No hay nada tan estimulante como discrepar de las opiniones de los amigos y nada tan aburrido como estar siempre de acuerdo con ellas. Son las opiniones interesantes las que dan lugar a diálogos interesantes, pero parece que nos cuesta trabajo comprenderlo. La razón es que, al igual que el fanatismo, la intolerancia es una forma del miedo, y también de la impotencia: como no confiamos en nuestras propias ideas, porque no sabemos defenderlas, renunciamos a discutir las de los demás, limitándonos a denigrarlas. A ellas y a quienes las sostienen. El resultado de esta perversión es siempre perverso. Estamos inmersos en una atmósfera de restricciones tan espesa, que resulta difícil intentar una mínima claridad sobre cualquier cosa. Y, por otro lado, cada vez se manifiesta con mayor insistencia una curiosa exigencia de "respeto". Parece como si muchos hubiesen visto en esa idea del respeto una nueva fuente de rentabilidad moral, porque si escarbásemos un poco, tal vez descubriríamos que no es sino la apariencia pública y ostensible de lo que Sánchez Ferlosio denominó "la insaciable demanda de la ofensa".

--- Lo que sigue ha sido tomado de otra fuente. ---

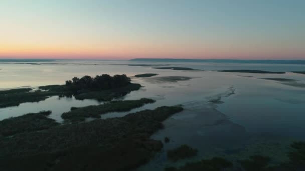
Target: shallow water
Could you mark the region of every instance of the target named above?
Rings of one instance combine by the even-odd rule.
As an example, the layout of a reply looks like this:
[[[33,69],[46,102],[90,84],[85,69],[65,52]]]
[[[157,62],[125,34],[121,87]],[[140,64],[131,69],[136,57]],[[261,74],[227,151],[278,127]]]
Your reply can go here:
[[[305,70],[301,64],[175,63],[170,66],[188,67],[205,71],[185,72],[157,70],[150,66],[128,66],[128,64],[160,64],[158,62],[126,61],[67,60],[44,64],[0,64],[0,88],[25,86],[37,86],[62,84],[74,76],[125,74],[128,76],[156,73],[156,77],[189,76],[189,80],[163,81],[157,78],[136,78],[133,82],[143,86],[119,100],[141,98],[156,100],[128,112],[112,112],[102,118],[122,116],[128,113],[162,106],[181,104],[185,110],[164,122],[165,128],[152,138],[171,140],[147,164],[139,170],[161,169],[166,166],[179,165],[167,160],[166,152],[183,144],[198,148],[195,159],[214,156],[229,158],[246,158],[251,153],[274,156],[278,161],[291,141],[305,140],[305,75],[218,72],[222,70],[260,70],[268,71]],[[126,65],[117,65],[126,64]],[[113,65],[115,64],[115,65]],[[251,77],[249,77],[251,76]],[[296,84],[261,78],[283,78],[298,80]],[[234,93],[233,93],[234,92]],[[52,110],[50,117],[62,122],[61,114],[71,106],[100,104],[94,100],[52,96],[38,102],[24,103],[19,106],[0,108],[0,120],[30,112]],[[194,160],[192,158],[191,160]]]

No son pocos quienes, a falta de argumentos, parecen andar atentísimos a no perderse la menor palabrilla que se diga, por si ofreciera algún sesgo que permita habilitarla como ofensa. Sin hablar ya de algo tan nuestro como la tradición de la intangibilidad de la religión, muy arraigada en los creyentes individuales que pretenden reservarse un particular privilegio de respeto hacia una cosita especialmente sensible y vulnerable que ellos tienen dentro del pecho. Ya Ortega habló de la dualidad entre "ideas" y "creencias", señalando que la diferencia más visible era que las creencias exigen, o necesitan, ser respetadas, mientras que las ideas no. Parece claro que en cuanto las ideas se pusiesen a exigir respeto, se cortaría toda conversación y haría imposibles el diálogo, el conocimiento.